Prawn experience still fresh in industry minds
However, the red meat industry is also extremely conscious of the recent biosecurity breakdowns caused by prawn imports that crippled Australia’s prawn farming industry.
Red Meat Advisory Council independent chair Don Mackay said it was essential the Federal Government deploys the right amount of people and funding to ensure imported product can be properly managed and risks are as low as they need to be.
“We’re very conscious of what happened with the prawn industry and there is no doubt that the industry is watching very closely the performance of the government in regard to this,” he said.

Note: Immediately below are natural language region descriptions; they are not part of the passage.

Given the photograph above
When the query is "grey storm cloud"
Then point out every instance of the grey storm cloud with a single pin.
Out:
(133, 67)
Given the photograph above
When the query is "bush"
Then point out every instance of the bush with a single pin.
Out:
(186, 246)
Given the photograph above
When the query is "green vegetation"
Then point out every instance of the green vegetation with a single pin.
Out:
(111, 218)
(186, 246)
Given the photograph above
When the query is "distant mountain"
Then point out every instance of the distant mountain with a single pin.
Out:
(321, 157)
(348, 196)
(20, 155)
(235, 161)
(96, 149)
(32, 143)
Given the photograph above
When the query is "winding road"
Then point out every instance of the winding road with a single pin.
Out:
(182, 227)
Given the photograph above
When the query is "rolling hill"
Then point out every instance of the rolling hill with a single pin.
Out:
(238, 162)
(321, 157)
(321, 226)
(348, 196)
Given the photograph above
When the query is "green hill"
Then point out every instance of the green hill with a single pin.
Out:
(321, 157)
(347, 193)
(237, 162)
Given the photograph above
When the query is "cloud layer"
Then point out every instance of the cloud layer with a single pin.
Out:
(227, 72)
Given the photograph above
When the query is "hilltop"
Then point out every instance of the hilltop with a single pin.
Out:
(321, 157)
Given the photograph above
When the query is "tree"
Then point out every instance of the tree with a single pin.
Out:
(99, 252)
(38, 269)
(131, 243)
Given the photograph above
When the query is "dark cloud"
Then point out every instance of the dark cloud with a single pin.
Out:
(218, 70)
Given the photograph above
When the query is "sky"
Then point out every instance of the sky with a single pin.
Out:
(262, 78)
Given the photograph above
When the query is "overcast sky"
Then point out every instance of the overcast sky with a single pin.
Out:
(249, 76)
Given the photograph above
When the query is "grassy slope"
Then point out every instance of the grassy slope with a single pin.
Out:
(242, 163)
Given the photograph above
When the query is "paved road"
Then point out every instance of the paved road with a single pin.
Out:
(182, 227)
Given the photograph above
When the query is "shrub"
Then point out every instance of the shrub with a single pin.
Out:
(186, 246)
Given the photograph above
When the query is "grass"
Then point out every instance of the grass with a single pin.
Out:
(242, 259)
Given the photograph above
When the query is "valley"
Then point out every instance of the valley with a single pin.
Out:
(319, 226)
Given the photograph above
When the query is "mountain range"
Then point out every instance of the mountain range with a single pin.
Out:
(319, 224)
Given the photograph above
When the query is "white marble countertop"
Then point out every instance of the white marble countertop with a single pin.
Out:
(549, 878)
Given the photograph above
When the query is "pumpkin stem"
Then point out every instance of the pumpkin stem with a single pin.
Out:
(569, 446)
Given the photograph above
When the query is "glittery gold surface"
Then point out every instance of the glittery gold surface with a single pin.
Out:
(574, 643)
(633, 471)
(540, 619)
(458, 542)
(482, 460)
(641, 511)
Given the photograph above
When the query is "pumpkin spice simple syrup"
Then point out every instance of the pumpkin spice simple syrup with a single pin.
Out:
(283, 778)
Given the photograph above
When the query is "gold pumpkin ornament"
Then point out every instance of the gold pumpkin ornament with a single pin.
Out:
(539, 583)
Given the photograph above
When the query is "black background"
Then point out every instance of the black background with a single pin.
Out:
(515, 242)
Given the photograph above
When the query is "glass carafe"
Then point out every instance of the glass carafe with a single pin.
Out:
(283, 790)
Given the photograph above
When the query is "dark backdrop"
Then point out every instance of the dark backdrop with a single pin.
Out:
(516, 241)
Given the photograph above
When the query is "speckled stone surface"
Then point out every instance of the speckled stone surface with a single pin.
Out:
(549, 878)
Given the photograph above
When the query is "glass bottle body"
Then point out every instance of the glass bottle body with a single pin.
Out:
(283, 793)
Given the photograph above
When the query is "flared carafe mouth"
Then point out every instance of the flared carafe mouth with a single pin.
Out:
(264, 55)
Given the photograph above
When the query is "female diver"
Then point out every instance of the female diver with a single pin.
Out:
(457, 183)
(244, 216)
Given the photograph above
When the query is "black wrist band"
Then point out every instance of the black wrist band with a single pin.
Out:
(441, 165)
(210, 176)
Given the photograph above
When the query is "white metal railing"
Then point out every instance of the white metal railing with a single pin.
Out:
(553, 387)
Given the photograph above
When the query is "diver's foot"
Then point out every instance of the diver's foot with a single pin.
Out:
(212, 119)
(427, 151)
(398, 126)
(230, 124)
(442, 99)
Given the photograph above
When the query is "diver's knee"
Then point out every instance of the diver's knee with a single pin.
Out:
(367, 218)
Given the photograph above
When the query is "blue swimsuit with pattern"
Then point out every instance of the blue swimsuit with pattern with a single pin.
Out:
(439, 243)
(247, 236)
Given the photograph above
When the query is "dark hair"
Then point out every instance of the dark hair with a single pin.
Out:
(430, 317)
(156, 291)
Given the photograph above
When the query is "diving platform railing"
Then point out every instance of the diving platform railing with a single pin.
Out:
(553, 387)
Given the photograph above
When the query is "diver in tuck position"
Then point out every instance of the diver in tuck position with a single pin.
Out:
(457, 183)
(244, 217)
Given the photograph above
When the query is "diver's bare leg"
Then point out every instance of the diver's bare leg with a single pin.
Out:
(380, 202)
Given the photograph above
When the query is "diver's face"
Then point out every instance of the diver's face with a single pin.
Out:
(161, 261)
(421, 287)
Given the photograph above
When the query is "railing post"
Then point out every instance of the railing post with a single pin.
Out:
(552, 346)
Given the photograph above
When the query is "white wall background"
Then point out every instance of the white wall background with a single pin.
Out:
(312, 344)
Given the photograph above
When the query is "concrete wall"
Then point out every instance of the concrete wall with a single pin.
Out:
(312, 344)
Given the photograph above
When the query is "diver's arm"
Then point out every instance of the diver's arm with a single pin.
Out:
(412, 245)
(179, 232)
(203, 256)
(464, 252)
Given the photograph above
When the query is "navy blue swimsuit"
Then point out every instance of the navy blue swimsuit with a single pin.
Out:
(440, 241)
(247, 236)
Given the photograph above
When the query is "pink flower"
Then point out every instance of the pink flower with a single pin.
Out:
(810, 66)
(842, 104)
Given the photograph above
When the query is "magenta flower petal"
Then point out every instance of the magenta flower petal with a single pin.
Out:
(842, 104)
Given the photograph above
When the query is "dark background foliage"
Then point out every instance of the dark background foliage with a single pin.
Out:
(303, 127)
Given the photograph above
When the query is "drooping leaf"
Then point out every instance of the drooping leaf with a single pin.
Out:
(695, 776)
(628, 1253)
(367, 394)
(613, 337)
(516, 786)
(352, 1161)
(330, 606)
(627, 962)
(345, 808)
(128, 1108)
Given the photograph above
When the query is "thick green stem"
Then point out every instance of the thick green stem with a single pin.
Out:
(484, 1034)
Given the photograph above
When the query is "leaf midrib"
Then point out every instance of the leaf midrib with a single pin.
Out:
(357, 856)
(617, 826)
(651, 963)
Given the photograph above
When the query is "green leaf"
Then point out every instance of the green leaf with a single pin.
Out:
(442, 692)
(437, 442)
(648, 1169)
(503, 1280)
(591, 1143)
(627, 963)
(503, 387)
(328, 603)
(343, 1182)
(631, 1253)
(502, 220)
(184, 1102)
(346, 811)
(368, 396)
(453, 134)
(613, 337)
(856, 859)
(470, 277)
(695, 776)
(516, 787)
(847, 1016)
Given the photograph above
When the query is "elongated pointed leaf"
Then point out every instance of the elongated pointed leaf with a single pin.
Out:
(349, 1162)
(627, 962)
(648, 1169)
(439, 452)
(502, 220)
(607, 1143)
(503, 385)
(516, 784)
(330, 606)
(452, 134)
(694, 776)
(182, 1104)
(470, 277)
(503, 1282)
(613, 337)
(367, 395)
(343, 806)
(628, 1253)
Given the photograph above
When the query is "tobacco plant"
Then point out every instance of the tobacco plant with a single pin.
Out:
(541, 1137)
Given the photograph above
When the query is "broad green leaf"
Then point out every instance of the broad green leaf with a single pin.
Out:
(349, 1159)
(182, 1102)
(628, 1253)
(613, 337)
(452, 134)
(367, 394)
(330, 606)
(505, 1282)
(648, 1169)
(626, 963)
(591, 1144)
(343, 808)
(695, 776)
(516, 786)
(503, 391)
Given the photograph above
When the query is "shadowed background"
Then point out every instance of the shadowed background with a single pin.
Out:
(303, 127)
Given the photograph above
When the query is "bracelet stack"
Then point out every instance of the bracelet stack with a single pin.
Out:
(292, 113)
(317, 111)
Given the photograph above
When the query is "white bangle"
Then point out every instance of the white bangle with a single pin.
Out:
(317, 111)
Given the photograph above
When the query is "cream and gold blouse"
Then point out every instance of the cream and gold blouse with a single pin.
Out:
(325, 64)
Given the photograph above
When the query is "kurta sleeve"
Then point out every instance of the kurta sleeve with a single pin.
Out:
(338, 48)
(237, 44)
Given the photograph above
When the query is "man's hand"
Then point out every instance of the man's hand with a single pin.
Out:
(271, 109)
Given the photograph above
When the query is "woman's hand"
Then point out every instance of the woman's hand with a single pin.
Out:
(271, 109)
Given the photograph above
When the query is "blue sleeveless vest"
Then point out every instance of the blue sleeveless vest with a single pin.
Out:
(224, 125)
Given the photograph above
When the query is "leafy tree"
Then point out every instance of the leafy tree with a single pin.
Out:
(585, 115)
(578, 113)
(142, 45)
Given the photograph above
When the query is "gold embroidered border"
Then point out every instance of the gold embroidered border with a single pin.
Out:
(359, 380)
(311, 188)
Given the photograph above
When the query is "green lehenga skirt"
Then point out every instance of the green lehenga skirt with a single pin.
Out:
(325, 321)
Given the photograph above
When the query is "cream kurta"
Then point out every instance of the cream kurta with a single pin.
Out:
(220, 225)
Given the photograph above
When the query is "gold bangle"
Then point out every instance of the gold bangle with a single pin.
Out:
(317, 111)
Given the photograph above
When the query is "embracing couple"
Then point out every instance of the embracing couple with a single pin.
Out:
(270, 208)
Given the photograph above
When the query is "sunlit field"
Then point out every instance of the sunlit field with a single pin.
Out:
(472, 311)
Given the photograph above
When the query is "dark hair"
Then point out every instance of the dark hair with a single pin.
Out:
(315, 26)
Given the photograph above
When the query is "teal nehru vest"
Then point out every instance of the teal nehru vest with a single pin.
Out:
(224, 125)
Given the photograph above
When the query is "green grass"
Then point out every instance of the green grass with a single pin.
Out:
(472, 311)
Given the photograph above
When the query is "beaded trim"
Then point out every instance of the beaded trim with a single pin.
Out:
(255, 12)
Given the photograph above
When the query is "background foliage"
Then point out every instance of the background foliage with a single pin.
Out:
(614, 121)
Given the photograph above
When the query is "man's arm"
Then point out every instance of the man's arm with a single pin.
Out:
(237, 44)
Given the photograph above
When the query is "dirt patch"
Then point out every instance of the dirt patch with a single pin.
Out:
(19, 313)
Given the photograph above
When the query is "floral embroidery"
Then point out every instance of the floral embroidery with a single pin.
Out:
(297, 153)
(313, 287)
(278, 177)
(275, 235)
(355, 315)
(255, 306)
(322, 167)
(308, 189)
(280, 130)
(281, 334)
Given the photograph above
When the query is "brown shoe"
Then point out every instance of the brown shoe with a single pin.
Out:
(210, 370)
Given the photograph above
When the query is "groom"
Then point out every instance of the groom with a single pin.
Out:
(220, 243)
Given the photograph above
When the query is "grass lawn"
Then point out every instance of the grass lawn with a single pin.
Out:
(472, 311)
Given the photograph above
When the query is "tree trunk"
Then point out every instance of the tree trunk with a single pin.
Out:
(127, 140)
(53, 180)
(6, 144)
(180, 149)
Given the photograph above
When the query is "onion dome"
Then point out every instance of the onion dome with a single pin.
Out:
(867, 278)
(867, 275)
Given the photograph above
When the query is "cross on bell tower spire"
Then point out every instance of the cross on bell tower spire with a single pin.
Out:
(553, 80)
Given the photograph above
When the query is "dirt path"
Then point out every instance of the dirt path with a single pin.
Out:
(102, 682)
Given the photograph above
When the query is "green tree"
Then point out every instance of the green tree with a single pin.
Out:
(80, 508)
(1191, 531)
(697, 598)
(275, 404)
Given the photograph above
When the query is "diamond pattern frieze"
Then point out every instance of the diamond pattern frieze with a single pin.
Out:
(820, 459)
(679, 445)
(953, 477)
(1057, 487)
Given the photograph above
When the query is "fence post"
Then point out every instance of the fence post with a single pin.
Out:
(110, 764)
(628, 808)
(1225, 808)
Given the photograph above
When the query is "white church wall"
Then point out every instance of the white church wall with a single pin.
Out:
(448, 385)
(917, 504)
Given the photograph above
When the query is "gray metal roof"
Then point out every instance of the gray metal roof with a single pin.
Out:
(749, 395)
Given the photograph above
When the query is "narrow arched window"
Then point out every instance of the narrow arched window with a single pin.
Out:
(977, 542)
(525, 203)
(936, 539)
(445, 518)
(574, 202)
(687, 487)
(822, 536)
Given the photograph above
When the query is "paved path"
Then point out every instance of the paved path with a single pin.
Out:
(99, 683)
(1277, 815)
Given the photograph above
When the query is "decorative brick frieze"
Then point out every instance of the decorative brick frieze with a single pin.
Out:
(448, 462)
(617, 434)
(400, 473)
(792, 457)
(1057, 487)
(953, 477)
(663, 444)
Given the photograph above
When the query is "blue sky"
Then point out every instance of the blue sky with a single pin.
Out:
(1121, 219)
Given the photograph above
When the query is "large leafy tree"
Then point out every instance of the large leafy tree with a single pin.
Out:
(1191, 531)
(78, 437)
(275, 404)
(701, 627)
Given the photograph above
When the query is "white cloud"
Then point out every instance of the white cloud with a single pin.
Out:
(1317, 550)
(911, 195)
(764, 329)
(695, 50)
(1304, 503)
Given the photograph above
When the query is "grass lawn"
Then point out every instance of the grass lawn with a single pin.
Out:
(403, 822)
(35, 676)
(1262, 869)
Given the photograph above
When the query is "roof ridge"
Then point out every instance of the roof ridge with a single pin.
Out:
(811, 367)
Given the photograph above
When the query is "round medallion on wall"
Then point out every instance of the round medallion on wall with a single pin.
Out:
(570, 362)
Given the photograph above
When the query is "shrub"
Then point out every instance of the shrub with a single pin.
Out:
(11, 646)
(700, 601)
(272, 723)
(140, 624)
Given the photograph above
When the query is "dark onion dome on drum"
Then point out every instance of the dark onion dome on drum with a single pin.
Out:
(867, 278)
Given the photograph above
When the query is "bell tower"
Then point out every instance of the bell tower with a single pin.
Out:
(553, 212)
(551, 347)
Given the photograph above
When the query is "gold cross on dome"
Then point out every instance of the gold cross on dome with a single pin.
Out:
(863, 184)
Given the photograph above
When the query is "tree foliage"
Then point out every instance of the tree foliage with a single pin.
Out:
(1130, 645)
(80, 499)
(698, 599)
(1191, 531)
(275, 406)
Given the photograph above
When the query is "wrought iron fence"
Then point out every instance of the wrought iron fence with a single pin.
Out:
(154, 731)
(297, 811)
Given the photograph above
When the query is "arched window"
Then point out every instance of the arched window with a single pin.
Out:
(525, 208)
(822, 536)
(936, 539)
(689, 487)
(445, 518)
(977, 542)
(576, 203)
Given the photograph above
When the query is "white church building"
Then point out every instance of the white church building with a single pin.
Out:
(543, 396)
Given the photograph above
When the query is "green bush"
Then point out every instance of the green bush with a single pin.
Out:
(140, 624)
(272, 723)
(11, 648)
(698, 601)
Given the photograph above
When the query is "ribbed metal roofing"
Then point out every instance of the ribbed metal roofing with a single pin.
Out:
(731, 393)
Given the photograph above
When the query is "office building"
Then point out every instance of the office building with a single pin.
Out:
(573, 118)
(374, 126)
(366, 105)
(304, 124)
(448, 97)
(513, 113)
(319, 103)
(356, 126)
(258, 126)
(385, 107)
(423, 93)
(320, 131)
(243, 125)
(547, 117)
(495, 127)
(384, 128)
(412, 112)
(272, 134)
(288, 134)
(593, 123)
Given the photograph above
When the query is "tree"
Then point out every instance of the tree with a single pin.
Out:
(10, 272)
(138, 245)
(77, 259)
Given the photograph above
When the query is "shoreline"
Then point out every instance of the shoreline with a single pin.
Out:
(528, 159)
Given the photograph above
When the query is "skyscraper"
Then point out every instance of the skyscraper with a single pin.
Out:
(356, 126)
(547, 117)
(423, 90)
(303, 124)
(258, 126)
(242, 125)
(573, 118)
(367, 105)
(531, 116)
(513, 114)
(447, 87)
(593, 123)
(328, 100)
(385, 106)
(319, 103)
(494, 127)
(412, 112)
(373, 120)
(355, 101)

Asked if Australian beef producers should expect a flood of beef to enter under new import arrangements, Mr Mackay said the reality was likely to be something “significantly less than that”.
“I have been asked questions around the cost and value of Australian beef currently versus other potential importers,” he said.
“It is a long time between now and when any meat might come in, so we don’t know exactly what that comparative might be at the time
“But these countries have all got markets for their product today. It will only come here if in fact there is a considerable economic and commercial reason to do it.
“I don’t think we need to be jumping to conclusions about this yet.
“We’re obviously as a whole industry making sure we put the government on notice in terms of all the concerns and protocols that need to be in place are properly funded and put in place before any product enters the country.”
High-end product from Japan perhaps most likely
Australian Meat Industry Council CEO Patrick Hutchinson said the Department had kept industry informed through the process, and biosecurity officials were confident they had the necessary bases covered.
He said the level of trade that follows would ultimately come down to how advantageous exporting countries see the Australian market.
“It is one thing getting access, but obviously then having products to compete in our market is another thing.
“What we may see is specific products coming in, it is not going to be open slather on sausages or boneless product, it might be very specific products and it has got to be advantageous for people sending it.”
AMIC’s assessment suggested that the most likely trade to flow once countries gain market access would be high-end beef from Japan.
“We are just assessing at the moment, through that assessment we think that would be the initial product coming in,” Mr Hutchinson said.